Apoyo a esta corriente de pensamiento Diogenes vivían como mendigos, alimentándose de las sobras que podrían cobrar alrededor de la ciudad con sólo una túnica vieja y haciendo un barril a su dirección. Lo conocían para vagar por las calles llevando con él un tipo de lámpara encendido, incluso durante el día, y responder a todos los que le preguntó sobre el propósito de tu vida con la frase “Estoy buscando un hombre”. Y este hombre que estaba buscando era viviendo de acuerdo a su propia naturaleza, suministrando sólo sus necesidades básicas para vivir y no vivir hasta los conceptos de sociedad superficial.


La trayectoria de


En una ocasión en la que su padre habría alterado una moneda estado Diogenes fue exiliado de su ciudad natal a Atenas, donde comenzó a practicar sus pensamientos con el estilo de vida simple y casi no hay posesiones. Sin embargo, algunos eruditos afirman que el exilio era Diógenes, porque su padre le había confiado la acuñación de estas monedas.

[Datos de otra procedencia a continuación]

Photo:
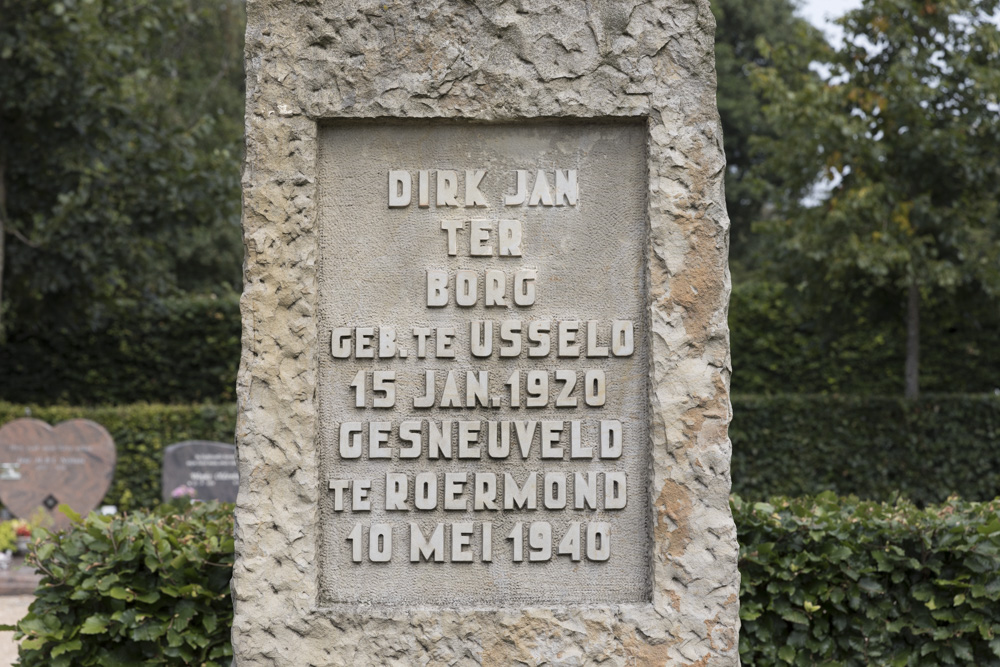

En Atenas, viviendo como un hombre sin hogar, Diógenes quiso ser discípulo de Antístenes, fundador de la escuela cínica, pero rechazaron a sí mismo y sólo después de mucha insistencia le otorgó el aval del discípulo. Se puede destacar un episodio en el que levanta un palo con la intención de golpear a Diógenes en la cabeza y responde con la siguiente frase: huelga, pero usted no encontrará un bastón lo bastante difícil como para hacerme renunciar a querer decirme algo , Creo que usted debe.


Convertirse en un símbolo de Cynical, escuela de Diógenes continuada viviendo por sus ideales y para él este radical estilo de vida le permitió ser él mismo sin estar atado a las convenciones sociales, le permitió ser libre. Para él esta libertad fue alcanzada como cansado el cuerpo por lo que si se utiliza para dominar sus placeres hasta fueron ignoradas en conjunto, porque los seguidores del cinismo los placeres debilitan el alma del hombre, como esto se convierte en su esclavo.


Un episodio histórico en la vida de Diógenes fue cuando el entonces emperador y hombre más poderoso en el momento, Alexander de Macedon, han encontrado le toma un baño del sol y “preguntar nada”, dijo. Sin embargo, en el tiempo que habló con Diogenes, Alexander era el mismo tono, tono frente al sol y Diógenes respondieron con la siguiente frase “Devuélveme mi sol.”. Demostrando lo poco que necesitaba para conformarse con eso.


Diogenes y Alejandro de Macedonia

Diogenes y Alejandro de Macedonia

Imagen: reproducción


Diógenes se convirtió en el símbolo de la simplicidad y su historia hasta el día de hoy enseña que los hombres necesitan menos de lo que piensa sobrevivir y ser feliz. Cuando murió la siguiente frase fue escrita en su lápida “bronce se envejece con el tiempo, pero su gloria, Diógenes, ni eternidad destruirá; porque sólo enseñó a los mortales la lección de la autosuficiencia en la vida y de manera más fácil para vivir “. Se ha hecho en su honor una columna con un perro en la parte superior, que simboliza su apodo “Diógenes el perro y también su forma de vida, simple como perros, alimentándose de los restos, beber agua de charcos que fue y vagando las calles de Atenas.